We did what we could with what we had, anyway.

Those that disagreed were no longer allowed in. Disagreements were too dangerous, and the freedom to disagree was seen as a privilege that we could not afford. Zones were incorporated and papers filed to solidify the agreements that people would follow the rules, that they would follow the lead of whoever was the leader. Like the former United States of America, the Zones had to sign the social contract and abide by the rules, and they did ... until they didn't. And then they were no longer protected. The Collective Leadership would no longer offer them the privilege of military protection, or even a bank account. To some, this was not such a bad idea, being free of the collective.

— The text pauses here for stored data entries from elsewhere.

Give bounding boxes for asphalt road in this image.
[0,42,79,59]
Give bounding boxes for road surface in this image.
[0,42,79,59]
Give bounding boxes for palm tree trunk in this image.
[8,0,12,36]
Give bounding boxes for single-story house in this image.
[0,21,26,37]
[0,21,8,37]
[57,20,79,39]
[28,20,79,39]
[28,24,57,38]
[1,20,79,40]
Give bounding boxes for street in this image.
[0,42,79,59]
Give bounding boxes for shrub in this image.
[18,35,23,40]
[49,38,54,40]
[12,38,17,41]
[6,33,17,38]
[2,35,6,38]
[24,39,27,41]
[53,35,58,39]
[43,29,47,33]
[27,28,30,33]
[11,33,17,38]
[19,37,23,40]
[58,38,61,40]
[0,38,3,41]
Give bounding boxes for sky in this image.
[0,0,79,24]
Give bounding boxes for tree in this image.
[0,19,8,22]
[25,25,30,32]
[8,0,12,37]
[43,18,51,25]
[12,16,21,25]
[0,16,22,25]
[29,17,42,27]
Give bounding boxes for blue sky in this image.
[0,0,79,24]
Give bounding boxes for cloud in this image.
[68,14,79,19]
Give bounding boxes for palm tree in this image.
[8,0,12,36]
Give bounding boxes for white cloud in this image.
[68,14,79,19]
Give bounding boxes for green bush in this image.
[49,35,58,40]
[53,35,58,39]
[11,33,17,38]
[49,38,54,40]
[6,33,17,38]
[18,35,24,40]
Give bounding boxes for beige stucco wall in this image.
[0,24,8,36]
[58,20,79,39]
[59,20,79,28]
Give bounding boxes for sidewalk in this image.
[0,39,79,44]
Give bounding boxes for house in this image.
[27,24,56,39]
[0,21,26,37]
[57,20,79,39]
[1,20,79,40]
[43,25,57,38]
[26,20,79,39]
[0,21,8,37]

But those people had not been to the Zones that had been "freed."


They hadn't seen the collateral damage that fell upon the innocent people, the small people. Somewhere out there in the areas beyond those that were a part of the Collective, the war continued. Probably not raged, but it continued. Slowly and methodically, the enemy picked them off, one by one. The enemy was patient and waited to see where the front lines had moved to, and then they just walked in. The people would fight, but they would never win. Blood would be shed, but not much; the people didn't have a lot of fight left in them.

The world was not-is not-a very pretty place. I was born into this ugly world, although I don't know it. I don't know much of anything. Like the world we now inhabit, I am a blank slate, free to rewrite my story.